We work on complex systems which by their very nature are hard to predict. We are often lulled into a false sense of security that makes us think that we understand them only to be surprised when they fail spectacularly in an unexpected way.
Let me give you an example in terms of my cycling hobby.
Last week I was cycling back from work. Suddenly there was a loud bang and I immediately realised my rear wheel had a punctured. But WHY?
On examining the tyre I was expecting a simple inner tube failure, something that I was prepared for, but it was quickly obvious that the side wall of the tyre had split. But WHY?
Before continuing the investigation, I had to deal with the immediate problem. Fixing a split side wall is not something I could do by the roadside so I had to think about my immediate options. There weren’t many. There was a bike shop a couple of miles away but that would be a long walk and I would end up buying whatever they had just to get me home. Would they even be open? The other alternative was to ring my other half to be rescued. And this was what I chose.
I had accepted that the problem was real and I didn’t have many options. At this point I’m not looking for a perfect solution, I just wanted to recover the situation as quickly as possible. Being rescued looked like the best choice, there was little risk that it would make things worse and it was the scenario where I could be home and dry quickly.
Back to the investigation. I needed to know why I ended up in that situation so I could try to avoid it in the future. WHY did I split my tyre?
In my warm and dry garage, I could see that a build-up of grit on my brake block was rubbing the side wall of the tyre when the brakes were applied. But WHY did that cause a failure?
Well, the grit was only rubbing because a week or so earlier I had fitted new brake pads and on adjusting them I had them slightly too high on the wheel rim. This was not a problem when the pads were clean but when they were covered in road grime they rubbed the tyre. However, this should have not been enough for a complete failure. So WHY did the tyre fail?
When I examined the tyre and where it failed I could see other damage around the failure point that was not apparent elsewhere on the tyre. Casting my mind back I remembered having a puncture some months back where I had trapped the inner tube between the rim and tyre after hastily swapping them onto another set of wheels. When that puncture occurred, I had to ride for over a mile on the flat tyre because I wasn’t somewhere I could stop easily to fix it. Could that puncture and the damage caused by riding on the flat tyre be the root cause of a bigger problem some months later?
The point is that a number of things that are not a problem on their own, have the potential to cause bigger problems when they occur together. The only way you know that these things can cause a problem is to experience it. What I have done above is perform a simple root cause analysis on the problem to understand why it occurred. Many organisations miss this when they have an IT incident. They are relieved that the incident has been resolved and frankly don’t want to think about it again.
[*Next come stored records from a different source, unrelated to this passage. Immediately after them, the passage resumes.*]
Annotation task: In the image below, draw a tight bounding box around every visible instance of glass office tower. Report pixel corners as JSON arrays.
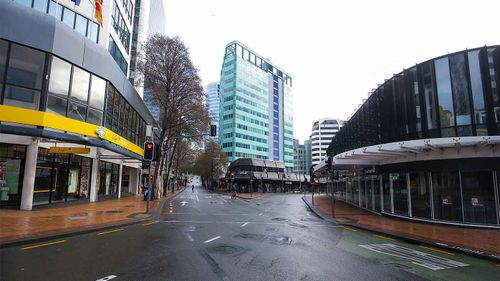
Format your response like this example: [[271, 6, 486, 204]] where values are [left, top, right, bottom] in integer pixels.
[[219, 41, 293, 172]]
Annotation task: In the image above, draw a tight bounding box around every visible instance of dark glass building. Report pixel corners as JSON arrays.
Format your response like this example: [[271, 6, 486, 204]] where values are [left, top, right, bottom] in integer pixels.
[[324, 46, 500, 227]]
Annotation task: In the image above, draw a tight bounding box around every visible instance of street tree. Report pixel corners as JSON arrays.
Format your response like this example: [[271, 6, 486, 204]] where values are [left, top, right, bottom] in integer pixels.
[[137, 34, 210, 194]]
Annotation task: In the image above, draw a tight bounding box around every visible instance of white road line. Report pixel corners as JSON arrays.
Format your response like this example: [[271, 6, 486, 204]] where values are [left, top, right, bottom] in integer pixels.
[[96, 275, 117, 281], [203, 236, 220, 244]]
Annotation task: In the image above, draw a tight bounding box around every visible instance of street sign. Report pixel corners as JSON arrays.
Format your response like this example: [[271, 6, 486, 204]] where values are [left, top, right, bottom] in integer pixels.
[[49, 146, 90, 154]]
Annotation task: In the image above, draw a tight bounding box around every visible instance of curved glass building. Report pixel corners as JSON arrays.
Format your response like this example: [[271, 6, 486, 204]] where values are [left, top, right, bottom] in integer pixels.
[[0, 1, 154, 210], [326, 46, 500, 228]]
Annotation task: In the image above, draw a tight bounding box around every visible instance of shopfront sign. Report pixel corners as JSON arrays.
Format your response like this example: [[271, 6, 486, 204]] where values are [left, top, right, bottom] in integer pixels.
[[49, 147, 90, 154]]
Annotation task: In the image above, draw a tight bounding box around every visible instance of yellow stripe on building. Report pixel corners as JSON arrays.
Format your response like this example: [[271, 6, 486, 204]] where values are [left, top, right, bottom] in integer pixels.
[[0, 105, 144, 156]]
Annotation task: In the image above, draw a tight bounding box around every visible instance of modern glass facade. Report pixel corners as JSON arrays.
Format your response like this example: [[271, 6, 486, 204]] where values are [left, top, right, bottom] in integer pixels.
[[219, 41, 293, 171], [328, 46, 500, 227]]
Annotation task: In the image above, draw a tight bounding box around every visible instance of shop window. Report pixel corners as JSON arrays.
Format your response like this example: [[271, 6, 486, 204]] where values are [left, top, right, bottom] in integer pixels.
[[432, 172, 462, 222], [0, 143, 26, 207], [68, 102, 87, 121], [47, 95, 68, 116], [49, 56, 71, 98], [410, 172, 431, 218], [62, 8, 75, 28], [75, 14, 88, 36], [0, 40, 9, 82], [71, 67, 90, 103], [89, 75, 105, 110], [33, 0, 48, 13], [461, 171, 497, 224]]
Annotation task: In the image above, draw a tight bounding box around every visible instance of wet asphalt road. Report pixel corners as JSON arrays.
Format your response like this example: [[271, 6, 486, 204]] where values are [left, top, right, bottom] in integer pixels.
[[0, 184, 430, 280]]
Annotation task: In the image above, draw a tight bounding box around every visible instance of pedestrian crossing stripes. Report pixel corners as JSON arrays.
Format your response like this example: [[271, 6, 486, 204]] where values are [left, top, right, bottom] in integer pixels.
[[359, 244, 469, 270]]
Unfortunately for these organisations thinking about the problem is the best way to avoid it happening again. Tracing the chain of events helps identify preventative steps and different ways to monitor and maintain your system to ensure that it is not on its way to another failure.
For me it is ensuring that I clean grime off my brake pads and examine my tyres after any punctures. For your IT systems it might be improving code review processes, doing more thorough testing or adding proactive monitoring. Mistakes and problems will happen. Obviously, you want to resolve the situation quickly and calmly but that isn’t the end. You can learn from problems as they help you understand how your systems really work and to improve them over time so problems are less likely to occur – well at least the ones you know about.